In der Berichterstattung zur Flutkatastrophe im Indischen Ozean vom 26.12.2004 wurde mehrmals ein Tsunami im Vierwaldstättersee im Jahr 1601 erwähnt. Online-Zeitungsarchive, die Archive einzelner Zeitungen oder Recherchen bei Google führen schnell zu weiteren Angaben zu dieser Flutwelle - obwohl dieses Ereignis mehr als 400 Jahre zurück liegt:

Die Flutwelle wird in einer 2001 an der ETH Zürich veröffentlichten Studie erwähnt, die u.a. die Auswirkungen eines Erdbebens aus dem Jahr 1601 zeigt (vgl. auch NZZ vom 7.9.2001). Der wissenschaftliche Text wurde Ende 2002 in der amerikanischen Fachzeitschrift «Geology» veröffentlicht (englisch, Download). Die NZZ widmete der Studie am 8.1.2003 erneut einen Artikel (Text). Unter dem Titel «Wann kommt die nächste Flut» erschien dann am 22.1.2004 in der Neuen Luzerner Zeitung ein Artikel (Download).

Das Erdbeben vom 18.9.1601 mit Zentrum in Unterwalden forderte angeblich acht Tote. Erschütterungen waren in der ganzen Eidgenossenschaft zu spüren (vgl. Erdbebenkatalog der Schweiz ). Die durch das Erdbeben ausgelösten Rutschungen führten zu einer vermutlich bis zu 4 Meter hohen Flutwelle.

Besonderes Interesse weckt der ausführliche Bericht des damaligen Luzerner Stadtschreibers Renward Cysat (1545-1614, vgl. Kurzbiographie). In seiner Sammlung von Aufzeichnungen und Notizen, den so genannten Kollektaneen (22 Bände, Originale in der Zentral- und Hochschulbibliothek Luzern, Sondersammlung) beschreibt er auf mehreren Seiten seine Beobachtungen. Die Kollektaneen sind im Original nicht ganz einfach benutzbar, sie sind aber teilweise gedruckt vorhanden.

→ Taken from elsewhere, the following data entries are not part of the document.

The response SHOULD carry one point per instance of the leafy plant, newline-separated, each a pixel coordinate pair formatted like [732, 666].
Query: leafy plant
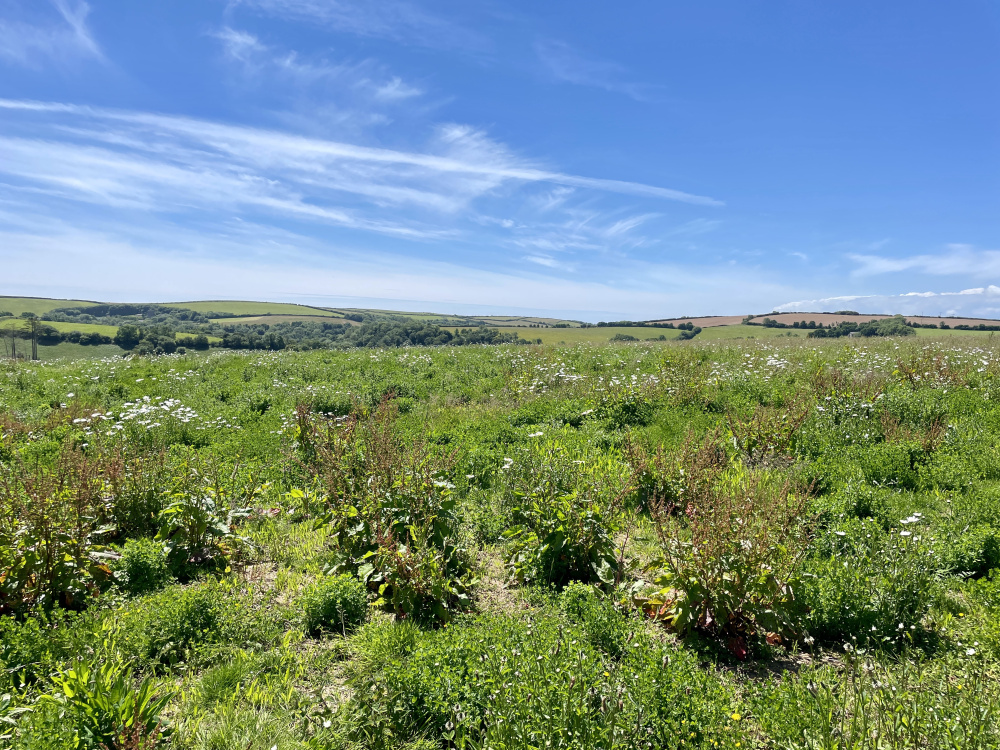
[869, 586]
[190, 623]
[731, 556]
[196, 533]
[566, 518]
[8, 715]
[109, 710]
[142, 567]
[337, 603]
[391, 512]
[501, 681]
[51, 522]
[885, 704]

Zum Zeitpunkt des Erdbebens (nach 1 Uhr nachts) hielt sich Cysat in Arth auf. Er hörte «ein wild gethümmel und wäsen mitt rumplen und boldern nitt anderst dann alls ob ein halb dotzet starcker männern uff- und aneinandren mit streichen, schlägen, ringen und fechten gewachsen wärent und allso durch das gemach hin und wider mitt einandern umbher wutschtend».

Auf dem Heimweg am nächsten Tag sah er, wie am Küssnachtersee Schiffe «ussgeworffen am gestad, by 50 guotter schritten wyt hindersich von dem ordenlichen uffer dannen und jn die höhe by zweyen hallenbarthen hoch oder meer obsich geschlagen befunden», also weit vom Ufer entfernt in einer Höhe von etwa 4 Metern über dem normalen Seespiegel.
In Luzern schilderte man ihm, wie das Wasser der Reuss mehrmals versiegt und wieder zurückgekehrt sei, so dass man fast trockenen Fusses die Reuss habe überqueren können.

Stadtansicht

(Die Stadtansicht von Martin Martini von 1596/97 zeigt Luzern zur Zeit von Renward Cysat. Ausschnitt, im Staatsarchiv unter der Signatur PL 5255)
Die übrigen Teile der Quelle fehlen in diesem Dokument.